面对惠尘师太那咄咄逼人的历色,那华山派掌门的夏承贤竟面不改色,依旧一脸冷傲的道:“师太还是留着这些气力如何下山罢!让本公子去讨教几招!”话刚匍定,手中长剑霍然出鞘!一式‘长虹贯日’,身形如魅地飘射而出,直袭对面场中的诸葛易!
“且慢!”正当夏承贤利剑抖出之际,人群中倏地腾跃出一道身影。众人只见眼前人影一晃,凌空一记幽雅的‘燕尾翻’身形还在半空之中,手中乍地弹射出一道劲力!准确地击至夏承贤手中长剑之上,一串震耳的吟响直钻耳膜。夏承贤剑锋一偏,顺势撤身跃回了众人跟前。
在众人注视之下,旷场中此时多了一道身影。素布斗笠,墨青长袍,手中一柄素白鞘长剑,身形俊挺轩昂!斗笠下隐约可见不那半张面容,肤质凝脂光泽,粉瓷若玉!精致圆润的下颚,微薄有形的嘴唇,好有依稀可辩那悄挺高隆的鼻梁!光窥此一目,便不难猜想出,斗笠下是一张何等骇俗俊容!

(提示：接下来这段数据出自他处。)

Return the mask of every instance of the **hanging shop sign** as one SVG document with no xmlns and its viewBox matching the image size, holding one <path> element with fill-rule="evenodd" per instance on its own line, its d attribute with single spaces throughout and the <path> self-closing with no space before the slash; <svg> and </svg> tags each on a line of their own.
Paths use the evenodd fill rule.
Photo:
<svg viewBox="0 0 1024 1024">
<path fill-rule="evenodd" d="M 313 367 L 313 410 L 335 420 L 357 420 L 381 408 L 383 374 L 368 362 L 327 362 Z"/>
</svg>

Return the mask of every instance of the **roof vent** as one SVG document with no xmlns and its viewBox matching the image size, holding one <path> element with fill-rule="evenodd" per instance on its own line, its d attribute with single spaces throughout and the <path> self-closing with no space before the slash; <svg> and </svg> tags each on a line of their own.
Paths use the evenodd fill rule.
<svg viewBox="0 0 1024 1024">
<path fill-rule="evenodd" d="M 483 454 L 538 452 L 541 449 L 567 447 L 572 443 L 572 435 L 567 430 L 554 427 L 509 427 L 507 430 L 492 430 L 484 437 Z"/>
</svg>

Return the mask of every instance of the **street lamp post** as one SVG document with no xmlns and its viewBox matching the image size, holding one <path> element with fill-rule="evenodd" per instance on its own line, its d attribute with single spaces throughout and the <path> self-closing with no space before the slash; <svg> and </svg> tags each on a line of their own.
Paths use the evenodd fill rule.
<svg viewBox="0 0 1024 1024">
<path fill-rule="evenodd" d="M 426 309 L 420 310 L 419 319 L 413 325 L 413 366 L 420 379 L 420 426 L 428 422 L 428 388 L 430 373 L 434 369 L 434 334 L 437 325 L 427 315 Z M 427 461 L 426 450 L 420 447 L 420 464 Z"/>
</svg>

“你是?”少林众僧中,一直未语的弘心大师突地疾步上前,惊疑地指着场中的身影,双目中顿下翻涌着诧异,还有愈加浓郁的愠怒!弘心大师曾在‘赤燕堂’亲眼见过此身打扮的无痕手刃欧阳凌父子。而后弘心大师有得知,欧阳维也惨遭毒手,死于非命。江湖中众人皆知,这‘赤燕双雄’中的欧阳维乃是少林弘心大师的俗家爱徒。此刻见杀害自己爱徒的凶手,令弘心大师如何不怒?
“弘心师弟!”一旁的弘悲大师将弘心大师眼中的愤怒,与已浮现的杀气尽受眼底,出声低喝一声。弘心大师听闻一惊,见弘悲大师目光中的提示,忙闭目打躬作揖默念道:“阿弥佗佛!最过!罪过!”
“这位施主因何要阻拦?”弘悲大师趋步上前数步,稽首作揖道。
“大师!”无痕抱剑拱手一礼,突地高声朗语道:“诸位武林各派掌门及前辈!晚辈此来是想告诉大家,诸位武林前辈之所以到此,均由晚辈而起!”无痕此言一出,五大派与江湖各道的人群中犹如炸开了的油锅,哗然一片。众人无不纷纷窃语起来,旷场顿时人语沸腾,好生热闹!连五大派掌门也紧不住面面相觊,疑惑满容。
弘悲大师是此行少林派的代表,见近似失控的情形,忙挥袖举起双臂制止。待众人好不容易压下嗓音后,方才对无痕道:“阿弥佗佛!贫僧与武林众豪来此,是为向武林左邪之力,‘幽雪城’索讨武林近来发生的数起血案。不知施主何出此言?此事又与施主有何关联?”
“大师可曾记得十八年前,漠北‘烟雨山庄’之血案?”无痕此语大出众人所料!弘悲大师听闻,神色在刹那掠过惊愕,忙道:“贫僧怎敢忘却?‘烟雨剑侠’蓝晋池蓝施主乃当世仁义之楷模!十八年前,其爱子‘漠北玉鹰’蓝少谦少侠大婚当夜,竟惨遭灭门之灾!行凶恶徒之罪孽,可谓磬竹难书!罪过!罪过!”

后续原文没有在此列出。